Here are some definitions from the Safeguards Rule. Consult 16 C.F.R. § 314.2 for more definitions.
Customer information means any record containing nonpublic personal information about a customer of a financial institution, whether in paper, electronic, or other form, that is handled or maintained by or on behalf of you or your affiliates.
Encryption means the transformation of data into a form that results in a low probability of assigning meaning without the use of a protective process or key, consistent with current cryptographic standards and accompanied by appropriate safeguards for cryptographic key material.
Financial institution means any institution the business of which is engaging in an activity that is financial in nature or incidental to such financial activities as described in section 4(k) of the Bank Holding Company Act of 1956, 12 U.S.C § 1843(k).
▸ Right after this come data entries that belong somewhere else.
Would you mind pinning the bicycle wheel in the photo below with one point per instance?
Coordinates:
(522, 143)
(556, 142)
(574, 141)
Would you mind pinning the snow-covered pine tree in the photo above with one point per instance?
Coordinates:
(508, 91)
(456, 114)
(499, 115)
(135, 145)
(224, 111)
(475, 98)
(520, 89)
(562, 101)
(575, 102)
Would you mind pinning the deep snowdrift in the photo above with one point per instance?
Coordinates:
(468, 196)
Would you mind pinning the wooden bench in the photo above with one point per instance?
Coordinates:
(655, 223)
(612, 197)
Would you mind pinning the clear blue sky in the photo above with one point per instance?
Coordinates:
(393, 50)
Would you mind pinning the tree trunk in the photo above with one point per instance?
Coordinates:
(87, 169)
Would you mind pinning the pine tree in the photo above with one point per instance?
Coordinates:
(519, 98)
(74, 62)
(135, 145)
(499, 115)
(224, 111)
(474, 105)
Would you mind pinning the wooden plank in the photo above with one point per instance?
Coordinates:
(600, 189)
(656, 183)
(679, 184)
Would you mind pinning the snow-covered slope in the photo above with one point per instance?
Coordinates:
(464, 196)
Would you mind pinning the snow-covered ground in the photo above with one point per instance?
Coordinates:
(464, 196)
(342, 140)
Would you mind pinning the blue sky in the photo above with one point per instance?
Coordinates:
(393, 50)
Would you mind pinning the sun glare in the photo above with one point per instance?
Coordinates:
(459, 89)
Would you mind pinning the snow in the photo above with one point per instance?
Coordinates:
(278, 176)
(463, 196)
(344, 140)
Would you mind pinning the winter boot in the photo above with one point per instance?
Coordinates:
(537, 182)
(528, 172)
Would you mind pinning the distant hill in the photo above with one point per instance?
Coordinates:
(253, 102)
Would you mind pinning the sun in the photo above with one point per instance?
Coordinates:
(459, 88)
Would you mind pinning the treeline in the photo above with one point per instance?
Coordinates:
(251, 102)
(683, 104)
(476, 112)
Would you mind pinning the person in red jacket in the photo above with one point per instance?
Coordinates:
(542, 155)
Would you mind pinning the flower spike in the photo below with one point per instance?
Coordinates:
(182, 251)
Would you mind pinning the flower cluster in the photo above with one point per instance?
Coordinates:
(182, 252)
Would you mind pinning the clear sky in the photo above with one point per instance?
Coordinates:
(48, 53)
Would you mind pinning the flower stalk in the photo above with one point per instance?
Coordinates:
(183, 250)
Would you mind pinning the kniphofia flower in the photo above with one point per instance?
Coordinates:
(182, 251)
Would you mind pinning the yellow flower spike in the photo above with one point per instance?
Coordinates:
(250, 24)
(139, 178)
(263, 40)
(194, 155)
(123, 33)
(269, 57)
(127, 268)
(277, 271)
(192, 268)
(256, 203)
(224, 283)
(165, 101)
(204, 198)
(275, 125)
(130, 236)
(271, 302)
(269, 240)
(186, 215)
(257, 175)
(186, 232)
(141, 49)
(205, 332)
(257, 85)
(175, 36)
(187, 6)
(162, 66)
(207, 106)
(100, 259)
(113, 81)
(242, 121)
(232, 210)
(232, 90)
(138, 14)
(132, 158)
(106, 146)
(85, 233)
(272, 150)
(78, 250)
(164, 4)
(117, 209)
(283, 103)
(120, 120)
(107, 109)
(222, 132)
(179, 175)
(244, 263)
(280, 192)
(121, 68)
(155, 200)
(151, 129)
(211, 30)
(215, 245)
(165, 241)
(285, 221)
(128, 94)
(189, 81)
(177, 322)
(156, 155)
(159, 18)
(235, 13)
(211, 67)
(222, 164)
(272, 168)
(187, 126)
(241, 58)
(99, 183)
An institution that is significantly engaged in financial activities, or significantly engaged in activities incidental to such financial activities, is a financial institution.
Information security program means the administrative, technical, or physical safeguards you use to access, collect, distribute, process, protect, store, use, transmit, dispose of, or otherwise handle customer information.
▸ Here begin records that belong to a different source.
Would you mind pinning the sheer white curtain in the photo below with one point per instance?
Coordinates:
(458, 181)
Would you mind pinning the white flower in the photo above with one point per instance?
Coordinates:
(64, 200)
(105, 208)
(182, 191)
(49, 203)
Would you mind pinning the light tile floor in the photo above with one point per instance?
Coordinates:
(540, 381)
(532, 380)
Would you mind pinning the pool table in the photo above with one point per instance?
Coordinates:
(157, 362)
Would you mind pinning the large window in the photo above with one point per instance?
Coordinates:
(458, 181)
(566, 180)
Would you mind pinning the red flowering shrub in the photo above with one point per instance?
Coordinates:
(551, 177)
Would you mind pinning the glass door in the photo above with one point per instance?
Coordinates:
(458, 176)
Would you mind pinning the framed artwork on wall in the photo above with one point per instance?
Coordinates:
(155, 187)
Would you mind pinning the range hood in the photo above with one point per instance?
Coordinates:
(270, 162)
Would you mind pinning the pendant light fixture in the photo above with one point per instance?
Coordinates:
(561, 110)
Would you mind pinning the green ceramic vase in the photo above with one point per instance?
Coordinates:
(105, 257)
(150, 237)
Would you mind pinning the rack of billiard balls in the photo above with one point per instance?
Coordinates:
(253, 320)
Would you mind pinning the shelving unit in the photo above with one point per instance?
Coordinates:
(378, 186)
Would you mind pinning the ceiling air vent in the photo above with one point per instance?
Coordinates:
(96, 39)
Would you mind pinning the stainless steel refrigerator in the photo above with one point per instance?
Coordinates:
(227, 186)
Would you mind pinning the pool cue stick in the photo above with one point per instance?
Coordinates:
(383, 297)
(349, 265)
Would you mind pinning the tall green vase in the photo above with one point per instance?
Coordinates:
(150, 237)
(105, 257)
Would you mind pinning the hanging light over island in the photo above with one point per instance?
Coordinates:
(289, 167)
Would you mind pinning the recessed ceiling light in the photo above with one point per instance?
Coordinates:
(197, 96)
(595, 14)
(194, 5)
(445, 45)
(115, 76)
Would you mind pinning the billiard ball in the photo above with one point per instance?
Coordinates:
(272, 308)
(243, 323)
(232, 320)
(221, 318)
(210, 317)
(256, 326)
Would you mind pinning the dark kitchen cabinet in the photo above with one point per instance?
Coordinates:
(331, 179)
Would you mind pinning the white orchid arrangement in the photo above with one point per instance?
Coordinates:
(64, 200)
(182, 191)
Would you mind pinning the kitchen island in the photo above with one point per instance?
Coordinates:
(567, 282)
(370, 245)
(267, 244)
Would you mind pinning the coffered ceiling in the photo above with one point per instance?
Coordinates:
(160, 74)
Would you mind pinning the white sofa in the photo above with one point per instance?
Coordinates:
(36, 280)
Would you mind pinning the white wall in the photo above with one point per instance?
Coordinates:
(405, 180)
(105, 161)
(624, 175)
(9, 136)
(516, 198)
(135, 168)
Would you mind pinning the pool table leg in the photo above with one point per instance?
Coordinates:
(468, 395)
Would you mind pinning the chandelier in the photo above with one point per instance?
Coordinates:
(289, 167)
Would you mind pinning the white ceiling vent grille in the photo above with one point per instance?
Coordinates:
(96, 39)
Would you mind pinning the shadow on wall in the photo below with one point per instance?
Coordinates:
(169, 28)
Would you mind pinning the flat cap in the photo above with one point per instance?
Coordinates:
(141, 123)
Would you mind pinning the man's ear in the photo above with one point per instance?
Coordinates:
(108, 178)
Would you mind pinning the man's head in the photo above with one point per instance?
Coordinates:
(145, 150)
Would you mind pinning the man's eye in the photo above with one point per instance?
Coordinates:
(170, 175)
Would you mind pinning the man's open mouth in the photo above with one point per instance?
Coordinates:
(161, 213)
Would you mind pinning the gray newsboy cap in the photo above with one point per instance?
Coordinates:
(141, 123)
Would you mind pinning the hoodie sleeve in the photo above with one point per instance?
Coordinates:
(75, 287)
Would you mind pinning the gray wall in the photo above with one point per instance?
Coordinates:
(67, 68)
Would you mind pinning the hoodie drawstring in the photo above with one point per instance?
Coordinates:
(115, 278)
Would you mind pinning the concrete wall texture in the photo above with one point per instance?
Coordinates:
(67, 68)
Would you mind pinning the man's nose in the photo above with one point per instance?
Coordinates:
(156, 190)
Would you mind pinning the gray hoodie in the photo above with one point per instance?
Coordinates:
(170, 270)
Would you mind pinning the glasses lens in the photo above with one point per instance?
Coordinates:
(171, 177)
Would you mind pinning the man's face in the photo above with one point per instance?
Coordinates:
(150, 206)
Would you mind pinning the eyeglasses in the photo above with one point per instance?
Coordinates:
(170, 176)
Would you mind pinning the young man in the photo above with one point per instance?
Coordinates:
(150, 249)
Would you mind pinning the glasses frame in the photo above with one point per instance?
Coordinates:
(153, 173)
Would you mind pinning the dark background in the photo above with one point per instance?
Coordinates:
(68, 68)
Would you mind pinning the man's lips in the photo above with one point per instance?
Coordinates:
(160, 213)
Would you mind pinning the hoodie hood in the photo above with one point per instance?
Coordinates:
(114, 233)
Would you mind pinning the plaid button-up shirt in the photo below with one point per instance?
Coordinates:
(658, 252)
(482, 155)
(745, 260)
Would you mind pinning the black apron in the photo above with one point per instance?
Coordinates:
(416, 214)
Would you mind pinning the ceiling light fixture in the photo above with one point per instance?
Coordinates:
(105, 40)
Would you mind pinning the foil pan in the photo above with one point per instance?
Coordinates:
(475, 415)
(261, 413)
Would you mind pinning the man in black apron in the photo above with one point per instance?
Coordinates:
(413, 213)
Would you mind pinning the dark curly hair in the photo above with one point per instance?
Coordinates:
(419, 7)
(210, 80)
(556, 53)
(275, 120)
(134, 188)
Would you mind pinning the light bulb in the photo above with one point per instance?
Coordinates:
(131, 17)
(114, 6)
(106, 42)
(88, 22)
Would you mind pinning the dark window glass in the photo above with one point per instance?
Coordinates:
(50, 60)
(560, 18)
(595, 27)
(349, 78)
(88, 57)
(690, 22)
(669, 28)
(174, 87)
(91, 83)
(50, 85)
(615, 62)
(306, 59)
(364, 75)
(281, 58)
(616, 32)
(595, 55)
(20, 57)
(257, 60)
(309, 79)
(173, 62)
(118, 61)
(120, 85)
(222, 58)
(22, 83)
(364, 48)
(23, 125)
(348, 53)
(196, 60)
Information system means a discrete set of electronic information resources organized for the collection, processing, maintenance, use, sharing, dissemination or disposition of electronic information containing customer information or connected to a system containing customer information, as well as any specialized system such as industrial/process controls systems, telephone switching and private branch exchange systems, and environmental controls systems that contains customer information or that is connected to a system that contains customer information.
Multi-factor authentication means authentication through verification of at least two of the following types of authentication factors: (1) Knowledge factors, such as a password; (2) Possession factors, such as a token; or (3) Inherence factors, such as biometric characteristics.
Nonpublic personal information means: (i) Personally identifiable financial information; and (ii) Any list, description, or other grouping of consumers (and publicly available information pertaining to them) that is derived using any personally identifiable financial information that is not publicly available.
Penetration testing means a test methodology in which assessors attempt to circumvent or defeat the security features of an information system by attempting penetration of databases or controls from outside or inside your information systems.
Security event means an event resulting in unauthorized access to, or disruption or misuse of, an information system, information stored on such information system, or customer information held in physical form.
Service provider means any person or entity that receives, maintains, processes, or otherwise is permitted access to customer information through its provision of services directly to a financial institution that is subject to this part.